WebSphere, as an IBM brand, consists of many pieces of middleware and individual application products. The WAS is the piece of the puzzle that integrates these various offerings and delivers them across the Internet. It's the software engine that serves the applications to the user.
Flavors of WAS
IBM sells the WAS in a number of different flavors, based upon the requirements of the customers and the hosting operating system. These include WebSphere Application Server - Express, which is a scaled-down version for the small and medium business customer, and the WebSphere Application Server for z/OS, which is optimized for the zSeries computers. As a part of its announcement, IBM said that WAS - Express V6 is also being finalized for release.
Features of WAS V6
One of the touted features of the WAS V6 is its ability to automatically detect network problems and network power failures and save the associated business transactions that are in process. It can then immediately redirect that data to a designated failover server as needed. That failover server could be at the same data center or, in a more serious power failure or disaster, at a completely different location. This is an increasingly important requirement for the technology of Web application serving as the nature of the Internet becomes more complex.
WAS V6 is also designed to take advantage of a number of IBM's autonomic computing advancements. As a result, it can better self-manage IT infrastructures, enabling self-configuration, healing, and optimization. IBM says that by taking care of many of the increasingly complex management requirements of IT systems, this autonomic computing model allows companies to better focus their resources on business matters.
A new feature of the WAS V6 is a wizards-based, drag-and-drop environment that automates the most common and tedious steps of application development and deployment. IBM says that the new version also provides better scaling so that more concurrent users can access any application being served by the WAS.
New Standards Supported
WAS V6 supports the latest in Web services security standards: WS-Security authenticates communications, and WS-Transactions ensures that Web services transactions are consistently delivered. Additionally, V6 supports the WS-I Basic Profile 1.1 for development of interoperable Web services that support the integration of multiple Web services solutions.
Additionally, because WAS V6 is a cross-platform Web application server that runs on 30 operating system platforms, it will be useable on more platforms than any other in the industry.
Driving Down Cost with SOAs
SOAs are collections of interconnected business functions, processes, and services that can be mixed and matched on the fly--through reusable, industry-standard software components rather than "silo-ed," manually coded ones. This architected "widget" approach enables businesses to work faster and more efficiently and to integrate their applications and data with those of their customers, partners, and suppliers.
IBM says that WAS V6 is better designed to more easily integrate with customers' existing systems, regardless of the underlying technology. It allows customers to grow from a single Web service to an enterprise-wide SOA deployment.

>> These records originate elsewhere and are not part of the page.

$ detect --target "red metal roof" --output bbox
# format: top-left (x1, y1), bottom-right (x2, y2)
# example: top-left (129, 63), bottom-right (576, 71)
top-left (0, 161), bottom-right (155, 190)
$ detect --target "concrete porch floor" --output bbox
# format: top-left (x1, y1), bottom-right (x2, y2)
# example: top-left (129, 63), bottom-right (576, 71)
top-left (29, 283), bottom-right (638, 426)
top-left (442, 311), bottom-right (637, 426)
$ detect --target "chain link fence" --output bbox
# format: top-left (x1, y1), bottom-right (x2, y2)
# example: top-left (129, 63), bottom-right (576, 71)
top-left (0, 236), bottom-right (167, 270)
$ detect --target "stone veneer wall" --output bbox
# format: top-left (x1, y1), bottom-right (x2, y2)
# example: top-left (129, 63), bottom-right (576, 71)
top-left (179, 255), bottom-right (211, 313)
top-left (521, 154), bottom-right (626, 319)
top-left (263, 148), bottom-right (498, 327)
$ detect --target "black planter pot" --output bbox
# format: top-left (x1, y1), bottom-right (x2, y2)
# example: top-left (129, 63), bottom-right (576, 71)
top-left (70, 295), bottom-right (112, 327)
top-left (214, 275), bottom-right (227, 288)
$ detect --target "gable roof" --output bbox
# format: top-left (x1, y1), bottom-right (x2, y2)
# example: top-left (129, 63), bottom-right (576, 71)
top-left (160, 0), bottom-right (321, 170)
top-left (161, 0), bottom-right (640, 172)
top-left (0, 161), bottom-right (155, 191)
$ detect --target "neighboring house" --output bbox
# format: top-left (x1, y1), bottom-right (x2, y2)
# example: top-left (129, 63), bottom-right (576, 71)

A key architectural component of any SOA is an Enterprise Service Bus (ESB), which provides the connection infrastructure for business transactions to flow from application to application in an SOA. According to IBM, WAS V6 significantly simplifies the task of connecting WebSphere applications to an ESB. The release features new messaging capability that performs faster than previous versions and integrates seamlessly with the existing IT infrastructure.
Thomas M. Stockwell is Editor in Chief of MC Press Online, LP.